1

Have a few existing sites that I need to input all of the URLS and content into Elasticsearch, so using some examples, I built a way to grab all of the internal links on the site and put them in an array. The problem is every example I've seen is not fully recursive, there's a depth setting. I've been trying for the past 6 hours (seriously) of different ways to make it fully recursive. Here's how I am doing it now, but I think I'm infinite looping and crashing because after a minute of running I get no errors, just a "No Data Received" page. I'm open to any suggestions on a better approach.

    <?php
    set_time_limit (1209600);
    ini_set('memory_limit', '-1');

    $seen = array();
    $urls = crawl_page("http://example.com", $seen);

    foreach($urls as $url){
        echo $url.'<br />';
    }

    function crawl_page($url, $seen){

        //CURL TO GRAB PAGE
        $ch = curl_init();
        curl_setopt($ch, CURLOPT_URL, $url);
        curl_setopt($ch, CURLOPT_TIMEOUT, 60);
        curl_setopt($ch, CURLOPT_RETURNTRANSFER,1);
        $result = curl_exec ($ch);
        curl_close ($ch);


        //URL NO HTTP/S OR WWW
        $urlStripped = str_replace('www', '', $url);
        $urlStripped = str_replace('http://', '', $urlStripped);
        $urlStripped = str_replace('https://', '', $urlStripped);

        //ADD THIS URL TO THE ARRAY
        if(!in_array($url, $seen)){
            $seen[] = $url;
        }


        //GET ALL LINKS IN PAGE
        $stripped_file = strip_tags($result, "<a>");
        preg_match_all("/<a[\s]+[^>]*?href[\s]?=[\s\"\']+"."(.*?)[\"\']+.*?>"."([^<]+|.*?)?<\/a>/", $stripped_file, $matches, PREG_SET_ORDER ); 
        foreach($matches as $match){
            $href = $match[1];
            //MAKE SURE LINK ISNT DUPLICATE AND MAKE SURE THE LINK IS INTERNAL
            if(!in_array($href, $seen) && is_in_string($urlStripped, $href)){
                $seen[] = $href;
            }
        }

        //HERE'S WHERE THE PROBLEM LIES, ATTEMPTING TO MAKE THIS RECURSIVE. 
        //I'VE DONE THIS MANY DIFFERENT WAYS WITH NO LUCK.
        //I DON'T REALLY HAVE A REASON FOR IT'S CURRENT STATE.
        //I ENDED UP TAKING SHOTS IN THE DARK AND THATS WHAT LED ME TO ASK ON STACKOVERFLOW
        $seenTemp1 = $seen;
        foreach($seenTemp1 as $aUrl){
            $seenTemp2 = crawl_page($aUrl, $seenTemp1);
            $seen = array_merge($seen, $seenTemp2);
        }

        //RETRUN ARRAY
        return $seen;
    }

    function is_in_string($needle, $string){
        $before = strlen($string);
        $after = strlen(str_replace($needle, '', $string));

        if($before != $after){
            return true;
        }
        else{
            return false;
        }
    }

?>
user2430227
  • 303
  • 1
  • 3
  • 13
  • 1
    possible duplicate of [How to find all links / pages on a website](http://stackoverflow.com/questions/1439326/how-to-find-all-links-pages-on-a-website) –  Jul 08 '14 at 21:18
  • Yeah, but how do I do this in PHP so at the end I can loop through the final array and insert these urls into a DB that's attached to my elastic search. – user2430227 Jul 08 '14 at 21:22
  • 1
    You always want to have a depth setting, otherwise you could get stuck on a honey trap website (they have an infinite depth).
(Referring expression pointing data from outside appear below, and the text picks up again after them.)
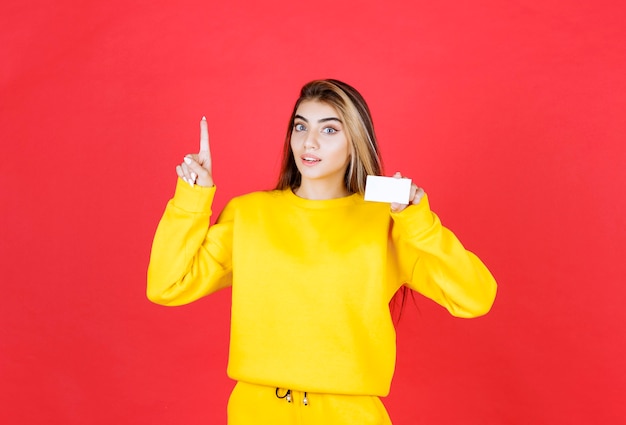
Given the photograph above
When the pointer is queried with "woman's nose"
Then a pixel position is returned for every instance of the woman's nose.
(310, 142)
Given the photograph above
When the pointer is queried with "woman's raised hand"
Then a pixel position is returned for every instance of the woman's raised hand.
(196, 168)
(417, 193)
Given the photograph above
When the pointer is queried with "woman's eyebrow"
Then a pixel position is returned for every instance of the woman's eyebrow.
(319, 121)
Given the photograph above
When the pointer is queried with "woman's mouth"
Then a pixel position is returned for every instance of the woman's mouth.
(309, 159)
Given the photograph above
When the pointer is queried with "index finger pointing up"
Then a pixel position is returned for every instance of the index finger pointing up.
(204, 135)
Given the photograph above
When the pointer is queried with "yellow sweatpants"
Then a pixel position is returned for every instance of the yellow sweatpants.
(251, 404)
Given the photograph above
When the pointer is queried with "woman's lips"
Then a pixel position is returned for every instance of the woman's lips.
(309, 160)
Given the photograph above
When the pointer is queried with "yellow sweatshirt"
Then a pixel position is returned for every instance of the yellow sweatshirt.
(311, 281)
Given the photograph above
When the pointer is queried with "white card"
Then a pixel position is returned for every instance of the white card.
(387, 189)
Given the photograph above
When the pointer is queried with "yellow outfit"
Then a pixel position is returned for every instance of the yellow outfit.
(311, 282)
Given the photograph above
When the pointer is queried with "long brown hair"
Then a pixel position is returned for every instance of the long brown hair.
(356, 116)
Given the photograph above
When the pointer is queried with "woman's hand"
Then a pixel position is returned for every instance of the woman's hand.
(197, 168)
(417, 193)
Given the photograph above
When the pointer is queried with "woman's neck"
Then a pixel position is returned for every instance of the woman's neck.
(320, 191)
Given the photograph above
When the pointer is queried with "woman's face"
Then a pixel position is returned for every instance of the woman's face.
(319, 143)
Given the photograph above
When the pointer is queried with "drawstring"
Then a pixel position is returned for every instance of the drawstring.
(287, 396)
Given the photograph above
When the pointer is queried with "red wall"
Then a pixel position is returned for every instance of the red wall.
(510, 114)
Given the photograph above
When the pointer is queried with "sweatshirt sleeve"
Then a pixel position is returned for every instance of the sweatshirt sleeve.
(435, 263)
(189, 259)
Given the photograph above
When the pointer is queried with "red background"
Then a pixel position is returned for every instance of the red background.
(510, 114)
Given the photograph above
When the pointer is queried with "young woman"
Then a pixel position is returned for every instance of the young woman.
(312, 267)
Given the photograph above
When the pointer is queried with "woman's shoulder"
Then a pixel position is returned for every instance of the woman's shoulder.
(259, 197)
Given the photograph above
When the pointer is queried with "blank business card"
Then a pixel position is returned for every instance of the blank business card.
(387, 189)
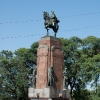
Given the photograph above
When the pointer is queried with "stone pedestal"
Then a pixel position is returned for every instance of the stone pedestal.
(49, 54)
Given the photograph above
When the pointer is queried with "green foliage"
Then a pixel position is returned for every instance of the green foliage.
(81, 58)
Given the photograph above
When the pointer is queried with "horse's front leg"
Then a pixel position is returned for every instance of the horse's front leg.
(55, 35)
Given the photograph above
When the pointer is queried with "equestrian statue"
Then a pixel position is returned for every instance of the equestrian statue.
(51, 22)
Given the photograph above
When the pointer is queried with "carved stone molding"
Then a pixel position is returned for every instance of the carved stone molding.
(56, 47)
(42, 46)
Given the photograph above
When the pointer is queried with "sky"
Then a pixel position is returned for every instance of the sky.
(22, 23)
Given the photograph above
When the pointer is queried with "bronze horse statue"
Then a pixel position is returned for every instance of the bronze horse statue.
(51, 22)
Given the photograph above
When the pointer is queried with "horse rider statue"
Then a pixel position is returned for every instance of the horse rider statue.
(51, 22)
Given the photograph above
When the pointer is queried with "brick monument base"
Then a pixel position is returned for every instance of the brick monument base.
(46, 93)
(49, 54)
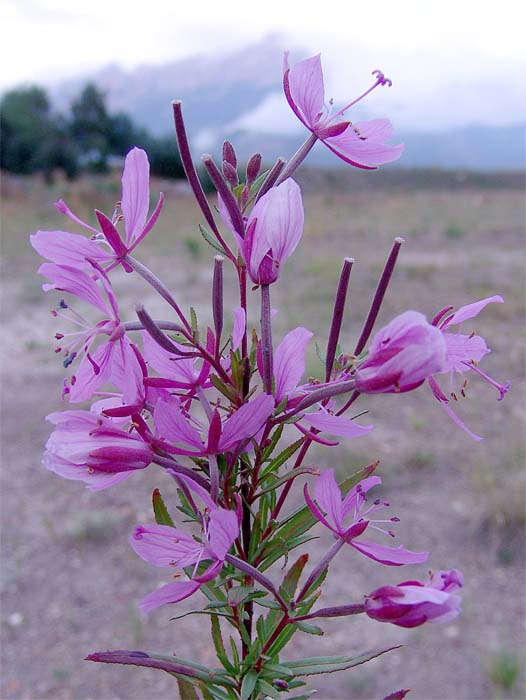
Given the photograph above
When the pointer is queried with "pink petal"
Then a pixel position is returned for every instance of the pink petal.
(224, 528)
(329, 497)
(75, 281)
(246, 421)
(161, 545)
(171, 425)
(135, 193)
(392, 556)
(461, 349)
(305, 85)
(289, 361)
(69, 249)
(171, 593)
(239, 327)
(336, 425)
(471, 310)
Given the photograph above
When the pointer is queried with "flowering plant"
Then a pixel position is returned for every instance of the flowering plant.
(224, 413)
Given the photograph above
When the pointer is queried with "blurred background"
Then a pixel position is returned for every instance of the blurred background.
(83, 83)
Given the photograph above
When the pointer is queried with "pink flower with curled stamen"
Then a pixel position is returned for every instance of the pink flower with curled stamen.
(333, 511)
(463, 353)
(180, 433)
(115, 360)
(362, 144)
(88, 447)
(412, 603)
(166, 546)
(74, 250)
(289, 368)
(273, 231)
(402, 356)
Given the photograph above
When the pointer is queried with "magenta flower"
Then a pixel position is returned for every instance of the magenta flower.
(332, 511)
(412, 603)
(289, 368)
(362, 144)
(74, 250)
(165, 546)
(88, 447)
(114, 360)
(402, 355)
(463, 353)
(179, 433)
(273, 231)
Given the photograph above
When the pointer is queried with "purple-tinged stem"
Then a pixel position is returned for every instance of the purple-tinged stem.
(337, 316)
(320, 568)
(336, 611)
(225, 193)
(297, 159)
(266, 338)
(180, 469)
(156, 283)
(271, 178)
(191, 174)
(164, 325)
(156, 333)
(379, 296)
(217, 300)
(254, 573)
(326, 392)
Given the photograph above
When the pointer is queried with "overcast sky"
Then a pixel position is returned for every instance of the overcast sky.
(421, 44)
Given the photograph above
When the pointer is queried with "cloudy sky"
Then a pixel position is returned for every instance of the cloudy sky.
(423, 45)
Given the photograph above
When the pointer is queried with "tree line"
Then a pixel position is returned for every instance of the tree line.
(34, 138)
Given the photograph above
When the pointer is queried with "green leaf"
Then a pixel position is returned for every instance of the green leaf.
(270, 691)
(209, 238)
(329, 664)
(186, 690)
(227, 391)
(248, 685)
(309, 629)
(162, 516)
(220, 647)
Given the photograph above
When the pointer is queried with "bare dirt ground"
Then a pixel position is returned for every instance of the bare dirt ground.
(70, 583)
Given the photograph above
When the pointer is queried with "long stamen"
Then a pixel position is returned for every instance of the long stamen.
(501, 388)
(380, 80)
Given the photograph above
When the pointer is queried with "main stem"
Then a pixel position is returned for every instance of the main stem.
(266, 338)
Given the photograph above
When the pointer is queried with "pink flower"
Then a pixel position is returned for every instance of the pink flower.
(402, 355)
(463, 353)
(289, 368)
(179, 433)
(115, 360)
(273, 231)
(362, 144)
(74, 250)
(165, 546)
(411, 603)
(332, 511)
(88, 447)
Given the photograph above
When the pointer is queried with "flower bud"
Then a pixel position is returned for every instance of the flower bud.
(402, 355)
(412, 603)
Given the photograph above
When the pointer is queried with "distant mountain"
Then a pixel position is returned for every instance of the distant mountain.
(238, 95)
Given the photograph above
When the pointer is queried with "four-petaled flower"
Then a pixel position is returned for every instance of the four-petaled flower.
(402, 355)
(411, 603)
(463, 353)
(332, 511)
(166, 546)
(362, 144)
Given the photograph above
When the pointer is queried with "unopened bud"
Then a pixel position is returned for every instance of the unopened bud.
(230, 173)
(229, 154)
(253, 167)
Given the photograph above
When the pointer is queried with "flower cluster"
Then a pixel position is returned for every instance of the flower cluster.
(222, 414)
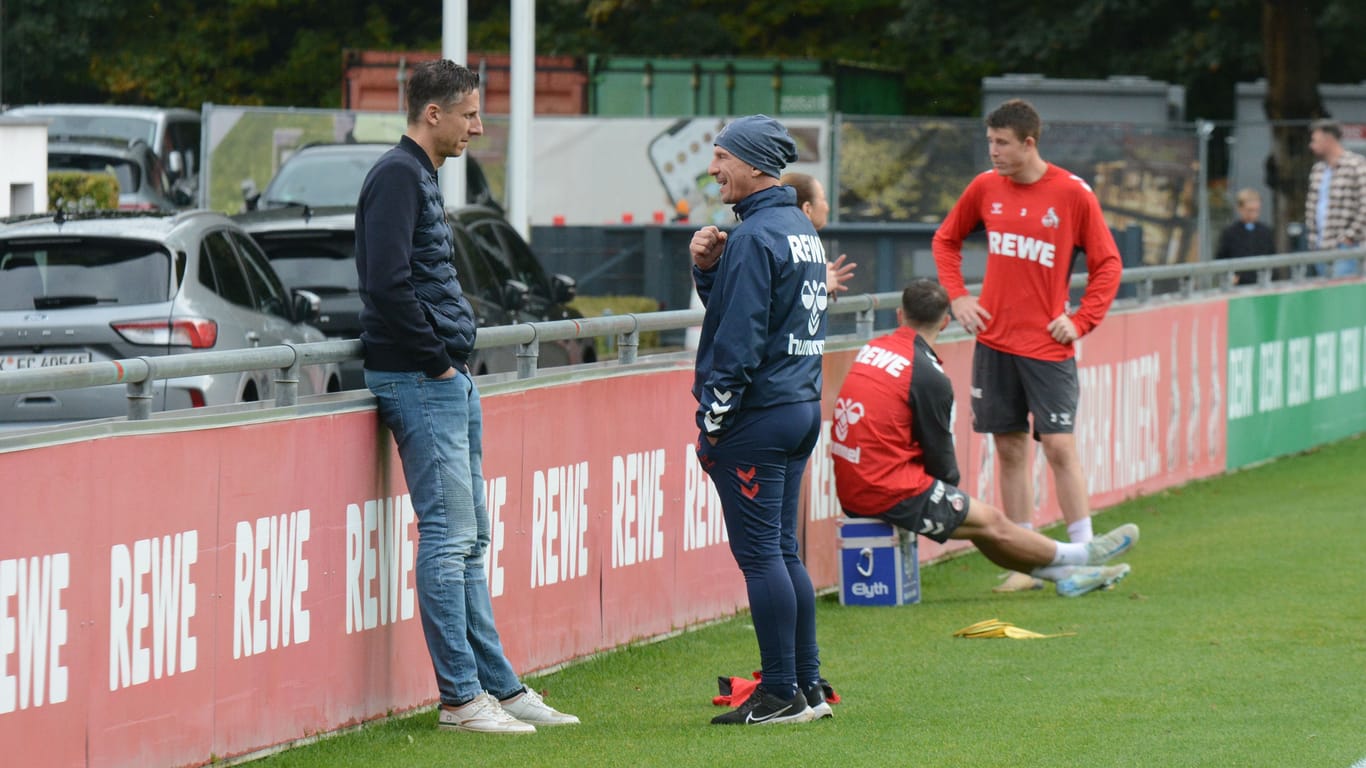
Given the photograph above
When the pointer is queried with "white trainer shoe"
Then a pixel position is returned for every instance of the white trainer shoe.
(1104, 548)
(1088, 578)
(1015, 581)
(530, 708)
(482, 715)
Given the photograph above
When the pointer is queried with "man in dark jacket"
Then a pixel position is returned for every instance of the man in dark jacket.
(418, 332)
(758, 390)
(892, 447)
(1247, 235)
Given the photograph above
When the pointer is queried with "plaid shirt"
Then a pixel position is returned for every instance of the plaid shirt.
(1346, 220)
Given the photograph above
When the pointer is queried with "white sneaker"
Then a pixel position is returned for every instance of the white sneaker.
(482, 715)
(1089, 578)
(1015, 581)
(1104, 548)
(530, 708)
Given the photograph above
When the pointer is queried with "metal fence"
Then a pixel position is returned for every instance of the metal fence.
(868, 312)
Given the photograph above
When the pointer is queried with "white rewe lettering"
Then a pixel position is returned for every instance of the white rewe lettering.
(1271, 376)
(269, 566)
(887, 360)
(1021, 246)
(495, 498)
(559, 524)
(1348, 358)
(805, 249)
(637, 507)
(1297, 373)
(1241, 361)
(1094, 424)
(379, 562)
(1325, 365)
(1137, 436)
(34, 633)
(824, 504)
(167, 610)
(704, 524)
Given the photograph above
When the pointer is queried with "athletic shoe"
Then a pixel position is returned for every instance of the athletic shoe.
(816, 700)
(1086, 578)
(762, 708)
(530, 708)
(1104, 548)
(482, 715)
(1016, 581)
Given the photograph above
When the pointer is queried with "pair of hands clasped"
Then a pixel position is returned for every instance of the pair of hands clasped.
(709, 242)
(973, 319)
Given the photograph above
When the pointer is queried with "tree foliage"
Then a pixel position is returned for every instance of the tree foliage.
(185, 52)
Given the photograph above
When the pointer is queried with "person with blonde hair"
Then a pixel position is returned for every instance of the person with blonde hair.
(1247, 235)
(810, 198)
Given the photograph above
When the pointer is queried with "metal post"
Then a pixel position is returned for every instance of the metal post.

I'm not seeing any `sleep()` here - you should add that if you don't want to effect a denial of service on other people's web servers. As to the problem, what has come out of debugging? A depth of (say) 5 should do most websites, discounting duplicates as they come around. – halfer Jul 08 '14 at 21:40
  • 1
    The way in which `$seen` is copied and modified in the `foreach` loop looks a little convoluted. Trace this with some known test data and you might find a buglet here. – halfer Jul 08 '14 at 21:44
  • Alright, I'm going to try this using a depth setting and I guess I should sleep(2) for every page while I'm at it. I'll post results. – user2430227 Jul 08 '14 at 21:57

0 Answers0